Die Staatsanwälte haben die aktenkundige Tatsache der gemeinschaftlichen Untätigkeit der zuständigen Lagefinanzämter und der 9 Auflassungsempfänger (in GbR) seit dem 29.8.1985 bis heute unterdrückt, um selbst untätig bleiben zu können, keine Ermittlungsverfahren einleiten zu müssen und ihre negativen Verwaltungsakte begründen zu können.

Würden die Staatsanwälte erkennbar festgestellt haben, dass die 9 Auflassungsempfänger (in GbR) und die Amtsträger bei den zuständigen Lagefinanzämtern gemeinschaftlich untätig geblieben sind, dann hätten sie zwangsläufig feststellen müssen, dass die Amtsträger tätig geworden sind, wo sie hätten untätig bleiben müssen und untätig geblieben sind, wo sie hätten tätig werden müssen.
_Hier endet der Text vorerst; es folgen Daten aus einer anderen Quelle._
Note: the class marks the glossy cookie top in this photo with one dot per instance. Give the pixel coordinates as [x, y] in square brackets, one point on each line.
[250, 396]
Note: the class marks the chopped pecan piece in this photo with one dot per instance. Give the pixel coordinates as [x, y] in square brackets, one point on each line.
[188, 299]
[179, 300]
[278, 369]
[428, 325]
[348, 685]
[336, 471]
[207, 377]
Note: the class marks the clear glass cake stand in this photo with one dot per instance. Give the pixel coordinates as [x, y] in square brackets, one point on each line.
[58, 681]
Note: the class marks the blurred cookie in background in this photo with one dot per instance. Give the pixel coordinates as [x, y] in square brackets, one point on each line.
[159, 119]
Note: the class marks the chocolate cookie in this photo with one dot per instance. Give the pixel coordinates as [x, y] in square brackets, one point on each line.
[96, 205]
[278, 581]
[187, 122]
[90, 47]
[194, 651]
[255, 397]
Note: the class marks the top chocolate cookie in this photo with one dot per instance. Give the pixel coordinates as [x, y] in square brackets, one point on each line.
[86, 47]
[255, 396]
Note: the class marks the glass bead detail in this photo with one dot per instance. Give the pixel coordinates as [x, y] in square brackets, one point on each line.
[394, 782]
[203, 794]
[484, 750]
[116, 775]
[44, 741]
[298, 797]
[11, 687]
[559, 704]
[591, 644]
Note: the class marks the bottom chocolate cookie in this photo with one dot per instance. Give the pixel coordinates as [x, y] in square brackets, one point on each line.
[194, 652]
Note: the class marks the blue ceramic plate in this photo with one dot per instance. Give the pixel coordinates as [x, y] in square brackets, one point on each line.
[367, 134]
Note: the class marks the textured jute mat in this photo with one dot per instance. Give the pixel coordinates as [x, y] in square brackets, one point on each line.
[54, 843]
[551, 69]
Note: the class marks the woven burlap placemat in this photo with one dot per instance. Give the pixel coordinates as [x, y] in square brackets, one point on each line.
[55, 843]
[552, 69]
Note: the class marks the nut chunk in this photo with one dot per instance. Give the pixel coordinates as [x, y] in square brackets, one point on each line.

Würden die Staatsanwälte die zum Beweis genau bezeichneten, paginierten Steuer-, Verwaltungs-, Gerichtsakten beigezogen und Einsicht - auch in ihre eigenen Akten - genommen haben, dann hätten sie zwangsläufig die Erfüllung von Straftaten im Amt festgestellt bzw. feststellen müssen, was sie durch gemeinschaftliche Untätigkeit zu Lasten der Gläubiger, Steuergläubiger, Betrugsopfer und zu Gunsten der Amtsträger, prominenten Politiker, "verdienten" Parteimitgliedern usw. verhindern wollten.